Big data

In the cutting-edge world of data retrieval systems, big data is in-field shorthand that refers to the sheer mass of data produced daily by and within global computer networks at a pace that far exceeds the capacity of current databases and software programs to organize and process. Virtually any organization that gathers information—government, businesses, retail stores, services, hospitals, social media outlets—faces an enormous challenge in gathering information that is generated at massive rates every minute, reading that data into meaningful and coherent information, and then storing it efficiently and effectively. Given that the number of qualified computer software engineers savvy in this burgeoning field is far below industry needs, the strategies for directing and controlling big data represent a primary challenge to those who rely on computers for operating information.

89677523-58502.jpg

Overview

The amount of information processed by computer networks globally every day is measured in terabytes (one trillion bytes) and petabytes (one quadrillion bytes). It is estimated that 90 percent of the sum total of data in the world today, incorporating general information, statistics, medical records, science and research data, phone records, business records, government records, etc., has been generated just since 2010. Data generation on that scale is measured four ways: 1) the variety of the information available (from cell phone records to air travel information, from social network inputs to stock trading); 2) the volume of information produced, measured per second; 3) the velocity at which the information is produced; and 4) its veracity (that is, its meaningfulness).

The ability to harness and direct that information represents an entirely new paradigm for virtually any organization from governments to businesses, from hospitals to school systems. The potential rewards are significant. Any interaction with computers—smartphones, e-readers, digital music players, tablets, laptops, Internet searches—generates data about individuals. This data is useful to businesses seeking to direct their resources most favorably, from accumulating customer profiles to directing product development and marketing. More importantly, big data research could be directed toward the global monitoring of potential terrorist activities, given that chatter from such sources is nearly constant. Medical records could be synthesized and coordinated globally with and against available research data about treatments. Government records could be streamlined and government services could be made far more efficient. Organization performance would be boosted, records would be more accessible, and networks could communicate effectively across traditional boundaries.

Information itself would become fluid and transparent. Critics of big data research, however, point to a Big Brother scenario, in which intrusion into privacy could proceed unchecked. All computer activity could be monitored and theoretically stored by the government, by employers, by businesses—really by anyone with access to what would become unprecedentedly massive data reservoirs. In addition, such widespread harvesting of information creates new threats to intellectual property rights and copyright infringements. And gathering data, these critics point out, is not effectively analyzing it, thus stripping the data from the sociocultural context that provides its true meaning. People, they argue, are more than data points.

Bibliography

Big Data Now: Current Perspectives from O’Reilly Radar. Sebastopol: O’Reilly Media, 2012. Ebook.

Cukier, Kenneth. Big Data: A Revolution that Will Transform How We Live, Work, and Think. Boston: Dolan, 2013. Print.

Franks, Bill. Taming the Big Data Trial Wave: Finding Opportunities in Huge Data Streams with Advanced Analytics. New York: Wiley, 2012. Print.

Kolb, Jason, and Jeremy Kolb. The Big Data Revolution. Applied Data Labs, 2013. Print.
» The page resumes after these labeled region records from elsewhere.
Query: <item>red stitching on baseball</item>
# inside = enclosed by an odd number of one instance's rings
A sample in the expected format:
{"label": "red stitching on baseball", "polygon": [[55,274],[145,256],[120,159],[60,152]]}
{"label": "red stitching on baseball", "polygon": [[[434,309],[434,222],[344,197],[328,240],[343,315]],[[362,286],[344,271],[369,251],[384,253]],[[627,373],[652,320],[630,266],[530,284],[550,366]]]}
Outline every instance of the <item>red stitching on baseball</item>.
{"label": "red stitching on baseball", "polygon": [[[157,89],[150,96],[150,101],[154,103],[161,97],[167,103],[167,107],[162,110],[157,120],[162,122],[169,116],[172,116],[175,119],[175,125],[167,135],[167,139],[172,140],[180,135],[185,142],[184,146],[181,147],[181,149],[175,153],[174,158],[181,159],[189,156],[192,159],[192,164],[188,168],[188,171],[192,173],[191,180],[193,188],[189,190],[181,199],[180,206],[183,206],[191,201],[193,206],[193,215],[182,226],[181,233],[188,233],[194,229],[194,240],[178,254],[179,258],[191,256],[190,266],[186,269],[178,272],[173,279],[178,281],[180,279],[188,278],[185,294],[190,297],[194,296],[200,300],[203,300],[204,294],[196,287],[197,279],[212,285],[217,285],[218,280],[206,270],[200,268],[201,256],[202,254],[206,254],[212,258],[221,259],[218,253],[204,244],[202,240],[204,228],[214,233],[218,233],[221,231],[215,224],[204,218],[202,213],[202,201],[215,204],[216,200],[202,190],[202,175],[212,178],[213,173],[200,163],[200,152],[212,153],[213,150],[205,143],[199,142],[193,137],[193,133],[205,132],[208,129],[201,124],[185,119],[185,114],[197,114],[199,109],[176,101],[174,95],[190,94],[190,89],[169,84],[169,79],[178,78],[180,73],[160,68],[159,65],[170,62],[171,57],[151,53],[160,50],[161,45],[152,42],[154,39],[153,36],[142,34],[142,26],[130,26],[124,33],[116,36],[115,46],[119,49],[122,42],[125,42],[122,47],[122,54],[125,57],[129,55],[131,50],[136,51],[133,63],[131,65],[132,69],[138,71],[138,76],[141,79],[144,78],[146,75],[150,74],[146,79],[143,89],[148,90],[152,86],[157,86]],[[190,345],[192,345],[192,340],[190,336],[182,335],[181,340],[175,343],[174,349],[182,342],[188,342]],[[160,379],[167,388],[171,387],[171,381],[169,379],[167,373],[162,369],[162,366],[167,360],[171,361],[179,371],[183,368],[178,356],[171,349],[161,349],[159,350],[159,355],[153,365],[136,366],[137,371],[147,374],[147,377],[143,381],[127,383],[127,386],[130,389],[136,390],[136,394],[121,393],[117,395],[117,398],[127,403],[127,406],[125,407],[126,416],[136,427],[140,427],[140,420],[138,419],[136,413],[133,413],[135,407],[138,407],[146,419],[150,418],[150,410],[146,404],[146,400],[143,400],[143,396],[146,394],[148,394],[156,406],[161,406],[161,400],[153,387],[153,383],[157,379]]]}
Nielsen, Lars. Hadoop: The Engine That Drives Big Data. Wickford: New Street Communications, 2013. Print.

Pentland, Alex. "Saving Big Data from Itself." Scientific American 311.2 (2014): 65–67. Print.

Sathi, Arvind. Big Data Analytics: Disruptive Technology for Changing the Game. Boise: MC Press Online. MC P, 2013. Print.

Schmidt, Eric, and Jared Cohen. The New Digital Age: Reshaping the Future of People, Nations, andBusiness. New York: Knopf, 2013. Print.

Smolan, Rick, and Jennifer Erwitt. The Human Face of Big Data. Sausalito: Against All Odds, 2012. Print.